How photorespiration makes hot days harder for crops

Quick explanation

Walk through a corn field on a hot afternoon and you can feel how hard the plants are working. This isn’t one single place or one single event. It shows up in heat waves in the U.S. Midwest, in irrigated wheat areas of northern India, and in parts of Australia during hot, dry spells. One reason hot days bite so sharply is a built‑in process called photorespiration. It happens in the same cells where plants try to turn CO₂ into sugars.
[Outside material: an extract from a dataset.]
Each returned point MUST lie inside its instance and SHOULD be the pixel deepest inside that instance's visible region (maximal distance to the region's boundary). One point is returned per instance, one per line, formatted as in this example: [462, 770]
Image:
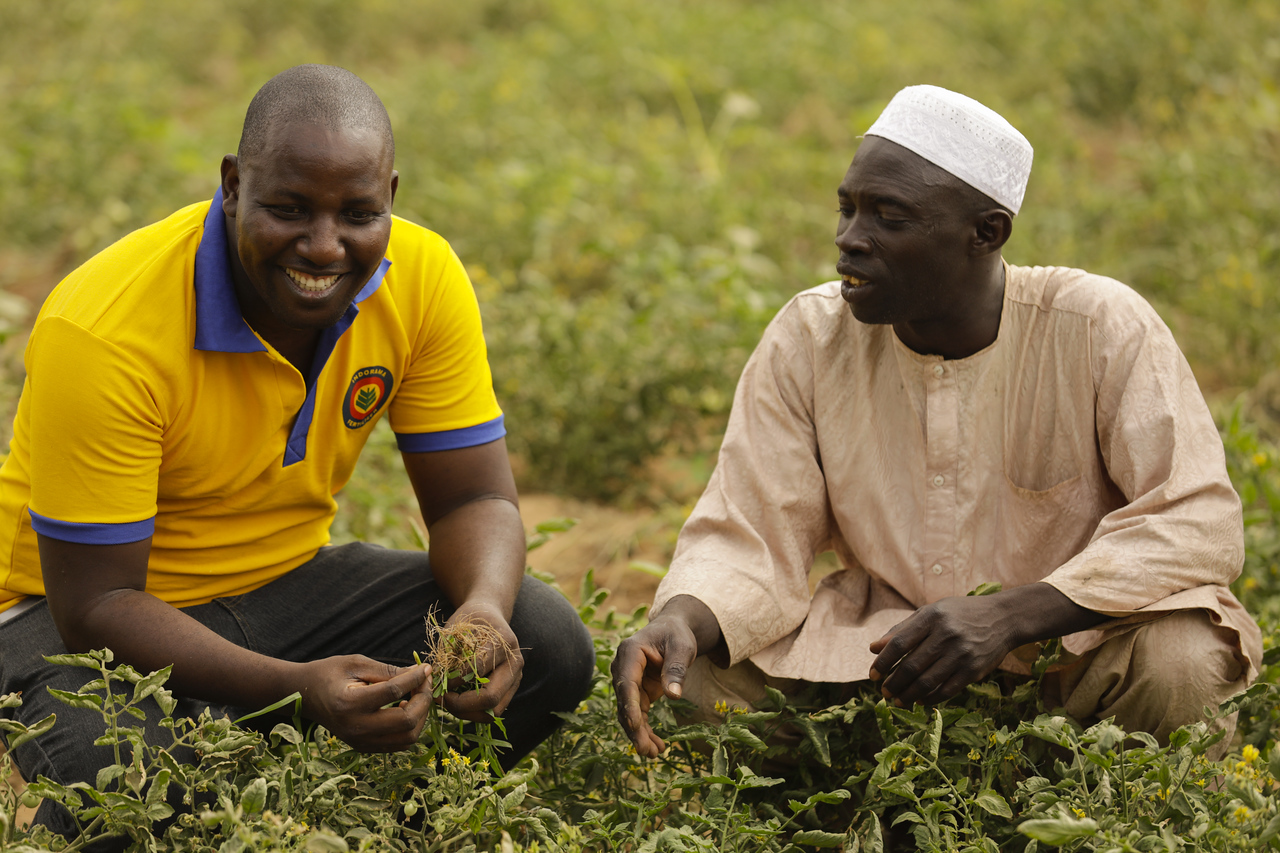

When temperatures rise and CO₂ inside the leaf drops, the machinery that should be fixing carbon starts grabbing oxygen instead. The plant still burns energy, but it gets less growth out of the light it captured.

Photosynthesis has a messy side reaction

Most of the familiar story is simple: light energy helps a plant pull CO₂ from the air and build carbohydrates. The messy part starts with Rubisco, the key enzyme that attaches CO₂ to a carbon chain. Rubisco can also attach O₂. It is not a rare accident. It is a regular competing reaction that becomes more common under certain conditions.

When Rubisco grabs oxygen, the plant produces a compound it can’t use directly in the normal sugar-making pathway. The plant then has to run a salvage route—photorespiration—to recover part of the carbon. That recovery costs energy and releases CO₂ along the way. So some of the carbon the leaf just took in gets sent right back out.

Heat and closed stomata set the trap

How photorespiration makes hot days harder for crops

Common misunderstanding

Hot days push leaves toward water loss. Plants respond by closing stomata, the tiny pores that let CO₂ in and water vapor out. Closing them slows dehydration, but it also limits CO₂ entry. Inside the leaf, CO₂ falls while O₂ rises because photosynthesis is still producing oxygen. That shifting ratio favors the oxygen-grabbing reaction.

Temperature adds another nudge. As it gets warmer, Rubisco’s selectivity for CO₂ over O₂ generally drops, and photorespiration speeds up. There is also a physical detail people often overlook: warm water holds less dissolved CO₂, and diffusion inside a leaf becomes a bigger bottleneck when stomata are partly shut. The leaf can be surrounded by air with plenty of CO₂, yet the enzyme “sees” much less of it.

Photorespiration spends fuel and gives less back

The salvage pathway is not free. It consumes ATP and reducing power that could have gone into making sugars. It also ties up enzymes and cellular transport steps. The net effect is that the same sunlight produces fewer usable carbohydrates, even though the leaf may still look bright green and active.

A concrete example helps. In a soybean field during a heat wave, leaves may warm well above the air temperature if the air is dry and wind is low. Stomata often tighten, CO₂ inside the leaf drops, and photorespiration rises. The plant is still absorbing light, still moving electrons, and still spending energy. But more of that effort goes into recycling rather than building new biomass.

Some crops avoid it better than others

Not all crops are hit the same way. Many major crops—wheat, rice, soybeans, potatoes—use “C3” photosynthesis, where Rubisco operates in an environment close to the surrounding leaf air spaces. C3 plants tend to show stronger photorespiration under heat and low internal CO₂.

Others, including maize (corn) and sugarcane, use “C4” photosynthesis. They run a CO₂-concentrating step that delivers higher CO₂ levels to Rubisco in specialized cells. That setup suppresses photorespiration, especially in hot, bright conditions. It doesn’t make C4 crops immune to heat stress, but it changes which weak points dominate: enzymes can still fail at extreme temperatures, and water limits still matter, yet the oxygen-grabbing problem is reduced.

Why it shows up as lower yield, not instant damage

Photorespiration is a drain that often looks like “nothing happened” on any single day. Leaves may not scorch. Plants may stay upright. But over many hot afternoons, less carbon is stored, so there is less material to put into grain, tubers, or fruit later. The timing matters. Heat during flowering or grain filling can stack the carbon loss on top of other temperature-sensitive steps in reproduction.

There is also a quiet measurement detail behind the scenes: the leaf’s temperature can be several degrees higher than the weather report, because the plant’s own evaporative cooling weakens when stomata close. That means the chemistry in the chloroplast is often operating at a hotter temperature than people assume when they hear “35°C day.” That extra few degrees is enough to tilt Rubisco further toward oxygen and make the day feel longer for the crop.